SLIM: Style-Linguistics Mismatch Model for Generalized Audio Deepfake Detection

Thank you for the time spent reviewing our manuscript and pointing us to another dataset that we believe would be a great fit for further evaluation of the proposed method. Below is our point-by-point response:

• “magnitude of stage 1 training data”

We acknowledge that our current approach is limited to available real data. As listed in Section 2, the datasets for Stage 1 are currently limited to CommonVoice and RAVDESS. As a follow-up for more robustness, we plan to leverage larger pre-training datasets, for example, those used in learning self-supervised speech representations. We will clarify this in the Limitations section.

• “applying SLIM to applied other unseen attacking scenarios”

Thank you for the reference, this is indeed an interesting setup and we will extend our experiments accordingly in the future. However, our current scope of “unseen” attacks is limited to English datasets and VC/TTS systems in public evaluation datasets. (Please also see our response to Reviewer 4aqZ regarding our problem scope.) Since the recommended dataset is in Chinese language, our model will need to be retrained on Chinese data to perform the evaluation.
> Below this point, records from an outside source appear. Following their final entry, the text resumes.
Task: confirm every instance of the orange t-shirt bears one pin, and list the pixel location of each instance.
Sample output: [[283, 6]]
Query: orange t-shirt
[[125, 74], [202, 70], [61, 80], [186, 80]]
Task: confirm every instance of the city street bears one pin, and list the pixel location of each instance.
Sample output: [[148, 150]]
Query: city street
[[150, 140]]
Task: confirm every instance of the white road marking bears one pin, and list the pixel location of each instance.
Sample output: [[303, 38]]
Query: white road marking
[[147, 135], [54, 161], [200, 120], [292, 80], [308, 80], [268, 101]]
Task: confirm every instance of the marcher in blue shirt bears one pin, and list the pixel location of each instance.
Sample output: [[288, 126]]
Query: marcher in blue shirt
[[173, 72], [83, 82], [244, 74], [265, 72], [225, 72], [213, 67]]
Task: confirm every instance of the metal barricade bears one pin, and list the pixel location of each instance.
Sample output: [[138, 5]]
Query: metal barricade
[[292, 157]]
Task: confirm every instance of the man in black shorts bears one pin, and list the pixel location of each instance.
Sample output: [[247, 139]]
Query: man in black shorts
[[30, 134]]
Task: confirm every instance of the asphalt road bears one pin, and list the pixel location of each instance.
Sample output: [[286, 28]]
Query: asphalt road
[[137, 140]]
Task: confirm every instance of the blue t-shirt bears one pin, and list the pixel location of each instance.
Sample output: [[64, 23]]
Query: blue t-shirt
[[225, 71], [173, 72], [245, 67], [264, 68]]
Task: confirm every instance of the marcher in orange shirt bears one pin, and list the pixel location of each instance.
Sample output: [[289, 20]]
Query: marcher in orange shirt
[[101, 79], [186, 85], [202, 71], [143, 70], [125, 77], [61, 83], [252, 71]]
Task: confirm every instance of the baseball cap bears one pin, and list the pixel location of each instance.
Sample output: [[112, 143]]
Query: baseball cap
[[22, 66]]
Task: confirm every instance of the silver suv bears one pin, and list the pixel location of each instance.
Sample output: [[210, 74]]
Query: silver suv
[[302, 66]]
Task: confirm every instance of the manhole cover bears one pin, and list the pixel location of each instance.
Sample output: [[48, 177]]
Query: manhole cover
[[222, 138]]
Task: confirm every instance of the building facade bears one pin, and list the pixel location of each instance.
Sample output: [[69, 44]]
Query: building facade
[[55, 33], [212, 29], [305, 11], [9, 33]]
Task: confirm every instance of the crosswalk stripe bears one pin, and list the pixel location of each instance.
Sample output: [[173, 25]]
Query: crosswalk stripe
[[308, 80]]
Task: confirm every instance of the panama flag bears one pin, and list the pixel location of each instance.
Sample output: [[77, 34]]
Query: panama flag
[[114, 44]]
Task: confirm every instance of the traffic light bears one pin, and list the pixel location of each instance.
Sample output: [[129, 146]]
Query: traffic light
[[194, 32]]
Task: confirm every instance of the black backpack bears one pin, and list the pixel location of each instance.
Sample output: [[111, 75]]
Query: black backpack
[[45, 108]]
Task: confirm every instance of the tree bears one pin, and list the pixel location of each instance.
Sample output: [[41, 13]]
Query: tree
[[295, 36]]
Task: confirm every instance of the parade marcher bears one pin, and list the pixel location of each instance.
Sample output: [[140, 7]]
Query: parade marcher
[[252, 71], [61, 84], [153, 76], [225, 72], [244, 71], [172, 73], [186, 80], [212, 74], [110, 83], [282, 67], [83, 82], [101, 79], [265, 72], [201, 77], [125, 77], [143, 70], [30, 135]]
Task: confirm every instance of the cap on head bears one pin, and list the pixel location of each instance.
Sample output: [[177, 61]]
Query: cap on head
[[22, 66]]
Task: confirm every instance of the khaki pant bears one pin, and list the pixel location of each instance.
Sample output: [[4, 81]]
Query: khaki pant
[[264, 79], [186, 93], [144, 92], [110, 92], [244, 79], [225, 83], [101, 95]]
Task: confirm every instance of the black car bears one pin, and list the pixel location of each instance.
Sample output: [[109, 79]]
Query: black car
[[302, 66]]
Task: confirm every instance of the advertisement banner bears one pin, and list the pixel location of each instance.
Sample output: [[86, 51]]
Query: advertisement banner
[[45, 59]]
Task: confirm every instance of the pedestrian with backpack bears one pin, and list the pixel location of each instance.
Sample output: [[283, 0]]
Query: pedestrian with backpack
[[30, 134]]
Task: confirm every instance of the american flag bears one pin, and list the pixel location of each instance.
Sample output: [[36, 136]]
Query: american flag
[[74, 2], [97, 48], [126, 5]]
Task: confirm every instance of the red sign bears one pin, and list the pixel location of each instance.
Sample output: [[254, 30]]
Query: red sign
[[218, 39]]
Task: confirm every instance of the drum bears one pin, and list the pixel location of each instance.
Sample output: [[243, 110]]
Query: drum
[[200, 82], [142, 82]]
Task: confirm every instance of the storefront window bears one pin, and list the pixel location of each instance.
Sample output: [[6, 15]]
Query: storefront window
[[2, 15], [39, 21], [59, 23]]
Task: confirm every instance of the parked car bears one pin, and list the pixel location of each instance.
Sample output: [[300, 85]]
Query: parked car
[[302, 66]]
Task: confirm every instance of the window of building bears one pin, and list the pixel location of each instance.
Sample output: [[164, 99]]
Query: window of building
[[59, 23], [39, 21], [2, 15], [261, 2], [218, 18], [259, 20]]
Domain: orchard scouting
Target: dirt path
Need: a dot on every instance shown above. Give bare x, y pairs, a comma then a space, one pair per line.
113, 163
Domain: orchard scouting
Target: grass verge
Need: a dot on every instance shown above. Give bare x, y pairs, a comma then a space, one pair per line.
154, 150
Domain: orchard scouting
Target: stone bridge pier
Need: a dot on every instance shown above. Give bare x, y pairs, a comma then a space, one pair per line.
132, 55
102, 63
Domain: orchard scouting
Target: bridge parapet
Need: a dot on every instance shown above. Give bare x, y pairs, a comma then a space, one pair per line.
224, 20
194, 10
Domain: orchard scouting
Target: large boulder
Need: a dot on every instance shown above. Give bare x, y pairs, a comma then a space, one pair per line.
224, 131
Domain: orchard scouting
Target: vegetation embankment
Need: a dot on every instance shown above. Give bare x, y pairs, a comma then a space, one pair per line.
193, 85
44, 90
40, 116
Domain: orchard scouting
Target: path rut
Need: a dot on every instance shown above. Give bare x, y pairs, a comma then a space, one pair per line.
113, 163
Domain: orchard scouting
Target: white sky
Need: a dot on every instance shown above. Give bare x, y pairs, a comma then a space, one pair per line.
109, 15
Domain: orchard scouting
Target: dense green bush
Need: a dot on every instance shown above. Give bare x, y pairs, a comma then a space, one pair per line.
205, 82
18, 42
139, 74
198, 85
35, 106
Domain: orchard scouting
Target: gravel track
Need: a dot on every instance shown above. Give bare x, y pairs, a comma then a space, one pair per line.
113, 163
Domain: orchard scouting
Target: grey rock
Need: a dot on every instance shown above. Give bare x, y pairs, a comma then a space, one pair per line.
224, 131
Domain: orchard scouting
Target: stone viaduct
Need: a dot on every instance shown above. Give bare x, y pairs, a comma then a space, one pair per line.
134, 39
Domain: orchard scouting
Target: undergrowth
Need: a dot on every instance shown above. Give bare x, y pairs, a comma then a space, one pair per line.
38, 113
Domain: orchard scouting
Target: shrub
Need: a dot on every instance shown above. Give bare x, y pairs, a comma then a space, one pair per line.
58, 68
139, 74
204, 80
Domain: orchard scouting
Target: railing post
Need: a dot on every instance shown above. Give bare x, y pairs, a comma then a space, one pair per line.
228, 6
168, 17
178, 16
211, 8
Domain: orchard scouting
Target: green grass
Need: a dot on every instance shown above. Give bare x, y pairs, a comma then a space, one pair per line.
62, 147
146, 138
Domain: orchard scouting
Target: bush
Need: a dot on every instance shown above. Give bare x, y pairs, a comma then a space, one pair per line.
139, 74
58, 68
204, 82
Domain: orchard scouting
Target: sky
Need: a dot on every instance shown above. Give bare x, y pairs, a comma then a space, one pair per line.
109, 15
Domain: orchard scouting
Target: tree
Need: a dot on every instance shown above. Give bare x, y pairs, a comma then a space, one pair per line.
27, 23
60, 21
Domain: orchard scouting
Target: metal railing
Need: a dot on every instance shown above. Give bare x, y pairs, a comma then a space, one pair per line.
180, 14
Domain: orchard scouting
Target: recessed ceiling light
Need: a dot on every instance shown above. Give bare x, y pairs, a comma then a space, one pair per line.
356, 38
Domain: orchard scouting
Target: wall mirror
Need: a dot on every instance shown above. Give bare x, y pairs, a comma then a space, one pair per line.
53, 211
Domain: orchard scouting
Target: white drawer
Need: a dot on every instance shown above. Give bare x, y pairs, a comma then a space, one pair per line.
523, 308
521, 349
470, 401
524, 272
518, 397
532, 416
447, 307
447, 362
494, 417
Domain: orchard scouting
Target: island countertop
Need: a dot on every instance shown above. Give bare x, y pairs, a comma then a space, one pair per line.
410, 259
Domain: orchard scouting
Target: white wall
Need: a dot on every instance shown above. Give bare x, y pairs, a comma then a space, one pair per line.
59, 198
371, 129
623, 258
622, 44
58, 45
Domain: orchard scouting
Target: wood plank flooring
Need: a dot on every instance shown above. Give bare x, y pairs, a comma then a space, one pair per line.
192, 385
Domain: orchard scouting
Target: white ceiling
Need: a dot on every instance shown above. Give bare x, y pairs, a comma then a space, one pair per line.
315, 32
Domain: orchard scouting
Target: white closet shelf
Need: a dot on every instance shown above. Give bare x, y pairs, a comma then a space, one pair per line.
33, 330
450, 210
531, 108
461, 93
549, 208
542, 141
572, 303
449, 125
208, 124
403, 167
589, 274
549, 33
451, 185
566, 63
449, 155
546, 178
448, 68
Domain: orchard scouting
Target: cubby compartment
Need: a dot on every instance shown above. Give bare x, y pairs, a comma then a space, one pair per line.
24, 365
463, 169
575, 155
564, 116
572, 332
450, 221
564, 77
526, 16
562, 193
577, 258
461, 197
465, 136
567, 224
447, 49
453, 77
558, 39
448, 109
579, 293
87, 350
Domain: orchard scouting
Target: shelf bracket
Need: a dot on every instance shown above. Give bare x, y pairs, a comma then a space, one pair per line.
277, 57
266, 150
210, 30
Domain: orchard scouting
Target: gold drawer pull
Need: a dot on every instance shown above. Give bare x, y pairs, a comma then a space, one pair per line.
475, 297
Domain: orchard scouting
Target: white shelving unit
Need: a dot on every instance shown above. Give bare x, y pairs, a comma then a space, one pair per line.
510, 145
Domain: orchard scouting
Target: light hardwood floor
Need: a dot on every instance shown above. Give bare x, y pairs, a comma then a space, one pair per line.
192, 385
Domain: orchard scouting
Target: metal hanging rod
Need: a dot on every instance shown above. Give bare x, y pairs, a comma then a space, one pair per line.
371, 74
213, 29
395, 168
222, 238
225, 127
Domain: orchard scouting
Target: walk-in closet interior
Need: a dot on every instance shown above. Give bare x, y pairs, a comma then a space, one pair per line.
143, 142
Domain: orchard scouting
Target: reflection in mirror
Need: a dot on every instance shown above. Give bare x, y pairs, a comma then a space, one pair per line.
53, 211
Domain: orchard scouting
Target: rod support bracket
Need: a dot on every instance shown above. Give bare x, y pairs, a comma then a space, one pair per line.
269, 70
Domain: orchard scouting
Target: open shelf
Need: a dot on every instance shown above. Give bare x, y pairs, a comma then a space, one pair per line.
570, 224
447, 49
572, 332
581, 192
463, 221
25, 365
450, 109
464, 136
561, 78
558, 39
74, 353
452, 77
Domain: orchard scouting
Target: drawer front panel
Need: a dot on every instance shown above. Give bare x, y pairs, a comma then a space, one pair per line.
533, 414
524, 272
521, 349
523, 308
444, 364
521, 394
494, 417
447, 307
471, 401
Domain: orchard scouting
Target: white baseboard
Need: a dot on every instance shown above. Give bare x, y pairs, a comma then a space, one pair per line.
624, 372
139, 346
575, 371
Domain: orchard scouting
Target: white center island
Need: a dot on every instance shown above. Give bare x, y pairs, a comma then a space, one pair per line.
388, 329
In the future, we plan to extend our investigation to include more recent TTS/VC methods as well as more varied genres and languages.

Thank you for the time spent reviewing our manuscript and for finding our work innovative. A point-by-point response to your questions can be seen as follows.

• ”Is the confidence of your detector connected with the severity of the artifacts in the synthesized speech samples? Do the mel spectrograms of the most confidently correctly detected synthesized samples contain the most clearly visible artifacts?”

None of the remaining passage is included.